A política monetária dos EUA costuma ser enquadrada como gestão da demanda agregada: uma postura mais restritiva, via juros mais altos, para conter a inflação, e uma postura mais acomodatícia, via juros mais baixos, para sustentar o crescimento. A demanda agregada é descrita como a soma dos gastos de consumidores, empresas, governo e exportações líquidas, com o Federal Reserve influenciando esses componentes de forma indireta por meio das taxas de juros e das condições de crédito, em vez de controles diretos. O mecanismo de transmissão é majoritariamente pelo lado da demanda, enquanto qualquer resposta do lado da oferta é apresentada como um efeito secundário de mudanças nas expectativas sobre a demanda futura.
O texto argumenta que o desafio atual é uma inflação impulsionada ao menos em parte — talvez em grande medida — por choques de oferta ligados à guerra com o Irã, que desorganizou os suprimentos de energia e fertilizantes. Com preços mais altos já devendo esfriar a atividade, uma supressão adicional da demanda via política mais dura pode se mostrar excessivamente restritiva. Diz-se que o Fed está priorizando a inflação, mas se absteve de novas altas de juros em sua última reunião, sugerindo uma visão de que a redução da oferta agregada é central e que a inflação pode ou arrefecer após um pico inicial ou persistir por meio de uma espiral de salários e preços. Isso retoma o debate “transitório versus duradouro” associado ao presidente Powell, sob quem o Fed foi criticado por manter a tese de transitoriedade por tempo demais; sugere-se que a mesma crítica é um risco sob o presidente Warsh.
Retomando o Debate sobre Inflação Transitória
Estamos vendo o presidente Warsh repetir a aposta na inflação transitória ao manter os juros estáveis apesar do aumento das pressões do lado da oferta. Escaladas geopolíticas recentes levaram o petróleo Brent de volta para perto do nível de US$ 90 por barril, ameaçando contaminar diretamente os preços ao consumidor no núcleo da inflação. Operadores de derivativos precisam reconhecer que o Fed está priorizando o crescimento econômico em vez de esmagar preventivamente essa inflação movida por choques de oferta.
Como o Fed está pausando as altas de juros, os futuros de SOFR (Secured Overnight Financing Rate) de curto prazo provavelmente estão precificando mal o risco de uma guinada hawkish repentina. Recomendamos se posicionar para yields mais altos por meio de swaps de juros no trecho de 2 a 5 anos, ou comprar swaptions payer fora do dinheiro. Dados históricos de choques de energia passados mostram que, quando o Fed fica para trás em relação às pressões do lado da oferta, a correção posterior da taxa é muito mais forte do que o mercado antecipa.

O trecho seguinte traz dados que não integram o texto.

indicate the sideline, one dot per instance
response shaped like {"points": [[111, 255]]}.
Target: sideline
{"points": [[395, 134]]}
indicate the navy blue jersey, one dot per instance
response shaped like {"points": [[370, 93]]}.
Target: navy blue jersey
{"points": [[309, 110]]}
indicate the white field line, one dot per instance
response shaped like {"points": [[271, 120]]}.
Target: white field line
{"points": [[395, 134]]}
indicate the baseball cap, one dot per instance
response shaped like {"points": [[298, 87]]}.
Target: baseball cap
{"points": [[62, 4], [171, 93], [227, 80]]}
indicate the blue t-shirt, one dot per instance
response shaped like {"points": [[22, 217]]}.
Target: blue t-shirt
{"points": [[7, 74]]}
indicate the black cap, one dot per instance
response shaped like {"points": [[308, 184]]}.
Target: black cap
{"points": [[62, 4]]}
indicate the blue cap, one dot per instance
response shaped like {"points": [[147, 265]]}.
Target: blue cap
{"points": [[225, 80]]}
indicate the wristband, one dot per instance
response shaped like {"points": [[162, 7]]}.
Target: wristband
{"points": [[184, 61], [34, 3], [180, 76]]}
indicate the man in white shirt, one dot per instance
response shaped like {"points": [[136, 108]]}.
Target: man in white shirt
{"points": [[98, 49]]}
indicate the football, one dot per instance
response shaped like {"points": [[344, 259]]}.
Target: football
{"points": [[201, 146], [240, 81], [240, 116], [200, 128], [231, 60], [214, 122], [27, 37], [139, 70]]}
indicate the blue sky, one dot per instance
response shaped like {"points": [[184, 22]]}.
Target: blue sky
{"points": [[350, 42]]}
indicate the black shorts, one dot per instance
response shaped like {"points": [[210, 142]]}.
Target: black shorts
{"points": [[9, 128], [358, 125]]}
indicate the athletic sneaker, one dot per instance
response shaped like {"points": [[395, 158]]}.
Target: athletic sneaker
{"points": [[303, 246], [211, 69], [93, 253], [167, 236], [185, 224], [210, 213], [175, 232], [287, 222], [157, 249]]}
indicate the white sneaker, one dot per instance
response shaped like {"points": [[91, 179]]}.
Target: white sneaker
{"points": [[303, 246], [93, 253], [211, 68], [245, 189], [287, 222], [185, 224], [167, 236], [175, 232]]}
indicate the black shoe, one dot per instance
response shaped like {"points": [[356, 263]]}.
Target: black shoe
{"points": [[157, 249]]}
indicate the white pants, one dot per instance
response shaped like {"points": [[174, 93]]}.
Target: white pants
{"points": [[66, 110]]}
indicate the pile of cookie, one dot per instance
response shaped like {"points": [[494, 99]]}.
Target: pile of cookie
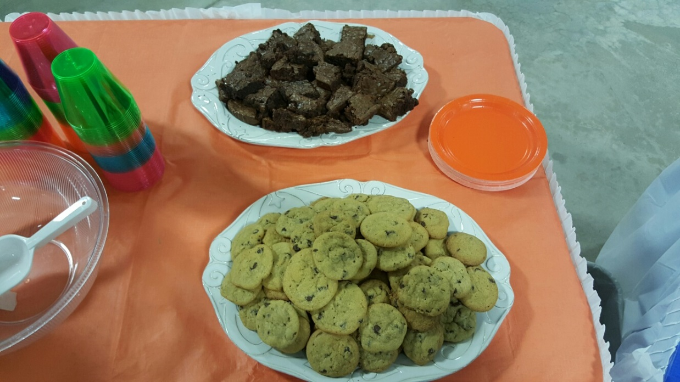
{"points": [[357, 280]]}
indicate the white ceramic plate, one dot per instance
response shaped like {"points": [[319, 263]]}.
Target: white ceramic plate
{"points": [[205, 97], [450, 359]]}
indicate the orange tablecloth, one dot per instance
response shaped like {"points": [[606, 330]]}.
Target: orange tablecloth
{"points": [[147, 317]]}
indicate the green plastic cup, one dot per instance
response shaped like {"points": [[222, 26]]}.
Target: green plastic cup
{"points": [[98, 107]]}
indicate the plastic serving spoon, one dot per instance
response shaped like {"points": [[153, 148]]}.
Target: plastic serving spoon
{"points": [[16, 252]]}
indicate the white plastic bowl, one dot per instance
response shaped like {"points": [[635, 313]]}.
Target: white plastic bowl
{"points": [[37, 181]]}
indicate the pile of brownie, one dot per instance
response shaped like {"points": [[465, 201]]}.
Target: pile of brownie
{"points": [[312, 86]]}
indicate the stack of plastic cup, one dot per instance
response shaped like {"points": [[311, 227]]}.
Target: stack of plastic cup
{"points": [[20, 117], [38, 40], [105, 116]]}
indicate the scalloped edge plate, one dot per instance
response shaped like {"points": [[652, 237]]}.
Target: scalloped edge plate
{"points": [[451, 358], [205, 98]]}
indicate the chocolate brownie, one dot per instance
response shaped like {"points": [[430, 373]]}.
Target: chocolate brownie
{"points": [[328, 76], [310, 85], [384, 56], [284, 70], [360, 109]]}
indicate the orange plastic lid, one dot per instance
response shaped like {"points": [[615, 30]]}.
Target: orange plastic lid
{"points": [[487, 142]]}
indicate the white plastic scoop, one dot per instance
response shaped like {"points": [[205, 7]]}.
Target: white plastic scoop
{"points": [[16, 252]]}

Posicionamento de Mercado e Riscos de Estagflação
As taxas de breakeven de inflação estão sendo negociadas atualmente em níveis baixos demais em relação à alta persistente dos custos globais de energia e agrícolas. Operadores de derivativos deveriam ficar comprados em opções de TIPS (Treasury Inflation-Protected Securities) ou em swaps de índice de preços ao consumidor (CPI) para lucrar com a alta das expectativas de inflação. Além disso, opções de compra sobre commodities de energia e futuros de fertilizantes oferecem um excelente perfil assimétrico de risco-retorno à medida que as cadeias de suprimentos seguem fraturadas.
Com os riscos de estagflação aumentando silenciosamente, os mercados de ações seguem extremamente vulneráveis a um aperto repentino nas margens corporativas. Sugerimos comprar put spreads defensivos no S&P 500, enquanto estratégias compradas em volatilidade, como straddles nos principais índices, parecem atraentes. Esse posicionamento protege carteiras caso uma espiral de salários e preços force o presidente Warsh a abandonar sua postura de “esperar para ver”.